Although DeFi is a popular lending service, it still has some way to go before it is regulated enough to protect users from hackers and cyber thieves.
A DeFi rug pull happens when a new token is developed before the project is abandoned. The developers then pull a crypto scam by using newly obtained funds from early investors.
DeFi lending is widespread because it has no intermediaries, so it is so appealing, particularly for individuals who may struggle to lend from a bank.
However, once the loan has been granted, it is then on the user to take ownership of problems that may arise from fluctuating assets and funds. DeFi does not take responsibility for problems that may arise through human error, which does not work in the users’ favor.
Yield farming is the process in which a DeFi user aims to use their cryptocurrency to gain more cryptocurrency. It gives users the chance to obtain a higher yield using Ethereum based tokens (ERC-20), among others.
Otherwise known as ‘liquidity mining,’ yield farming requires funds to be deposited in a liquidity pool smart contract. Reward tokens are then quickly earned through supplying liquidity.
Benefits Of Yield Farming
Profit using stable coins
Generally speaking, investing using stablecoins is less risky as they are pegged to real-world assets with minimal fluctuation. However, there is a chance users can make a profit from stablecoins if they have funds in several liquidity pools.
Use Of Token Rewards
Investors can earn higher yields by continuously exchanging reward tokens on several DeFi platforms at once.
Income can be earned from cryptocurrency that has been left unnoticed in an E-wallet as it gains interest over time. Think of it as finding money in an old jacket you haven’t worn for a while.
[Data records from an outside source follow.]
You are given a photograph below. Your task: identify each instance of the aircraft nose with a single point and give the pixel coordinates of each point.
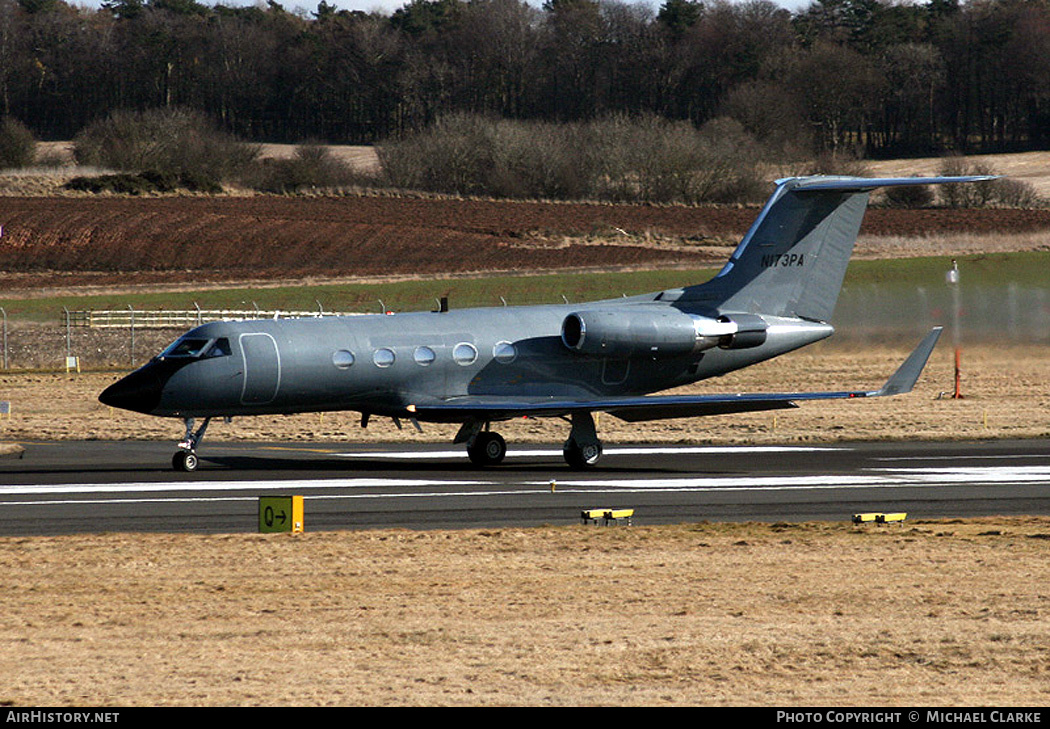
(139, 392)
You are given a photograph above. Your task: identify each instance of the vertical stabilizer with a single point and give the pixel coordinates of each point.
(794, 258)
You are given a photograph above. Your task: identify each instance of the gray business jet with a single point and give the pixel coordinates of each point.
(476, 367)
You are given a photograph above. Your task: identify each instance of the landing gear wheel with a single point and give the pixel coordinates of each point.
(580, 457)
(487, 449)
(184, 460)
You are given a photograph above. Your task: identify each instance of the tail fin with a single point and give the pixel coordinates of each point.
(793, 259)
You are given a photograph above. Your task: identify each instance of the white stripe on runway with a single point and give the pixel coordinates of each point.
(315, 488)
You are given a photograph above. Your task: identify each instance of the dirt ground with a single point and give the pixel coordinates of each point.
(926, 613)
(929, 613)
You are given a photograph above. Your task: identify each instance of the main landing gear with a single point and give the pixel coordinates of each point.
(485, 448)
(185, 458)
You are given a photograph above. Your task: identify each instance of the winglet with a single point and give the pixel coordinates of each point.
(907, 374)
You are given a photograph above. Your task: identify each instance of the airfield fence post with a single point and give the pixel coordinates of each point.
(952, 278)
(131, 309)
(68, 347)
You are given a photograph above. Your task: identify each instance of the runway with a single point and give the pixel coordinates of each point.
(92, 486)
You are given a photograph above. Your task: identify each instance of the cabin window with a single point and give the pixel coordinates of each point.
(424, 356)
(504, 352)
(464, 354)
(342, 358)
Disadvantages of Yield Farming
Investors must keep an eye on their assets at all times, which can be tedious as they fluctuate constantly.
Investments can be risky, even more so in the world of cryptocurrency. Therefore, each investment must be thoroughly researched before any contract is signed.
DeFi platforms haven’t been around too long and are therefore not as safe as traditional financial institutions. Therefore, there is always the chance of a cyberattack that could lead to severe financial loss.
How To Get Started With Yield Farming
First of all, it is good to get to grips with the pros and cons of yield farming before diving in. This way, you are aware of the potential risks involved.
The next step is to select a suitable DeFi yield farming platform. Once you have got to grips with yield farming, you can always use more than one platform for yield farming. However, at this stage, it is best to stick with one.
Now you are ready to choose your cryptocurrency. It is best to stick with popular choices such as ETH or BTC as these are widely used.
After you have chosen your currency, it is time to download a wallet. The most popular wallets include Wallet by Coinbase, Argent, Metamask, and Trustwallet. Keep the details of this wallet safe as you never know when you might need them.
The last step is to transfer your cryptocurrency into the wallet before heading over to the dApp section, where you can now begin farming.
Decentralized Finance (DeFi) is a popular platform that enables users to trade, invest and send currency globally. The beauty of DeFi is that anybody can use it without the need for tedious form filling and lengthy background or credit checks.
If you consider using a DeFi platform, it is essential to weigh up the advantages and disadvantages before lending or investing in currency.